One of her largest projects was painting murals in three rooms of the Venice-Abbot Kinney Memorial Branch Library. Rachel Bindman, Branch Manager of the Library wrote about Dore, “The murals which depict the history of Venice as well as the wonders of the library have been a popular feature of the branch since it opened in 1995. Our patrons always notice them and comment that they are beautiful and unusual, and they always ask about the artist.”

Covering the collaborative Brand Library and Art Center juried exhibition in 1994, Los Angeles Times art contributor, Nancy Kapitanoff wrote, “Betty Dore conveys a penetrating slice of life in her painting, “Vox Populi, Vox Dei.” The image depicts a neglected urban street corner with piles of trash.

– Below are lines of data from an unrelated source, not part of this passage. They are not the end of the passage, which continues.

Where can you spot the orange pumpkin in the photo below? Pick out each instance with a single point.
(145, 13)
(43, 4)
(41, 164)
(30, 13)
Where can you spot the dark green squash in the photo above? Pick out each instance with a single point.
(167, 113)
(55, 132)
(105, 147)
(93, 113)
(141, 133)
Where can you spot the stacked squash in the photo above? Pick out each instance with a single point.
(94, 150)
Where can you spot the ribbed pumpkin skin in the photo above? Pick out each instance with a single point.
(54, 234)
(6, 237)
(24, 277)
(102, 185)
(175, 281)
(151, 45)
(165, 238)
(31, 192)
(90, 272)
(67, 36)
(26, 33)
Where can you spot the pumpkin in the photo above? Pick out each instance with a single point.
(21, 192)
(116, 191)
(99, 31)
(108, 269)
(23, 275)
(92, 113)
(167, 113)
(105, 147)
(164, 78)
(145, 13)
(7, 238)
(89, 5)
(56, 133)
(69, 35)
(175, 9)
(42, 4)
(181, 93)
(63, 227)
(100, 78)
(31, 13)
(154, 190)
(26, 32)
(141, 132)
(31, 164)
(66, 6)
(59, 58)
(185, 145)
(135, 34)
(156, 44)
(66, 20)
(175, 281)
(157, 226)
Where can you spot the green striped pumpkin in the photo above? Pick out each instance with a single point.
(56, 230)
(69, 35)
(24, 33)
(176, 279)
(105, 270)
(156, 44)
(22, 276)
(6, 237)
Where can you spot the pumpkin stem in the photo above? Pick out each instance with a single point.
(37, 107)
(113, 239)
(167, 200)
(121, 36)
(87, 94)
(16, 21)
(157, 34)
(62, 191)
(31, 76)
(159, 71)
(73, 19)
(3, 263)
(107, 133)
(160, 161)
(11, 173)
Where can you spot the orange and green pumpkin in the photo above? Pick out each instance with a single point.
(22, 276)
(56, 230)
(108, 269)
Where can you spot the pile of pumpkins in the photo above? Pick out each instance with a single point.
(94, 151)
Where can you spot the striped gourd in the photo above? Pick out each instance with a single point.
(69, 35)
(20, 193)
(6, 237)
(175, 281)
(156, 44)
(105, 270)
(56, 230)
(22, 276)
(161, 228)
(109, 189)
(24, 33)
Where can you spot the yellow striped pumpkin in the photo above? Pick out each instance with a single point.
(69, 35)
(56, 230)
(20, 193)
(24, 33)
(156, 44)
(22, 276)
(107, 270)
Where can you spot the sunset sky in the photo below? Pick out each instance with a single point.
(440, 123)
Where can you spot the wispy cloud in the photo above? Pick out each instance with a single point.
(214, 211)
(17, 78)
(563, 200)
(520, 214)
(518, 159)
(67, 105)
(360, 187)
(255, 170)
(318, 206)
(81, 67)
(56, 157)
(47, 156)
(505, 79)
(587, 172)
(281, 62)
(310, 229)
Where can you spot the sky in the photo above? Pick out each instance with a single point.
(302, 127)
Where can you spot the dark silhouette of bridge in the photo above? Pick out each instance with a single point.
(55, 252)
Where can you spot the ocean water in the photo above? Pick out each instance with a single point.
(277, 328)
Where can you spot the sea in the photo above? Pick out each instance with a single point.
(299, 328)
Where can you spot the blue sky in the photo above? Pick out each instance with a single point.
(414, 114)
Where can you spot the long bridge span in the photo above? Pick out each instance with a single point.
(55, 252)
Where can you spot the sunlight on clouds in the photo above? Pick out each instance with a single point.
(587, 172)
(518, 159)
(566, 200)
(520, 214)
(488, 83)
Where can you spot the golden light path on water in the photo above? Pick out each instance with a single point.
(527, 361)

But life continues on here, where people go about their business and the Owl Cafe beckons.”

These mixed images were a result of Dore’s travels and her heightened sense of Los Angeles as a city. Seemingly disparate items found their way to a contemporary narrative through Dore, in the genre of still life. These paintings defined Betty’s view of Los Angeles in the last part of the Twentieth Century and the inspiration for her art in New Mexico, came from a life well lived. Her extensive travels abroad, her farm in New Mexico, books she read, poems and story readings on the radio inspired her. She once described herself as a sponge, absorbing everything she saw and interpreting everyday images as both literal and figurative forms of life on canvas.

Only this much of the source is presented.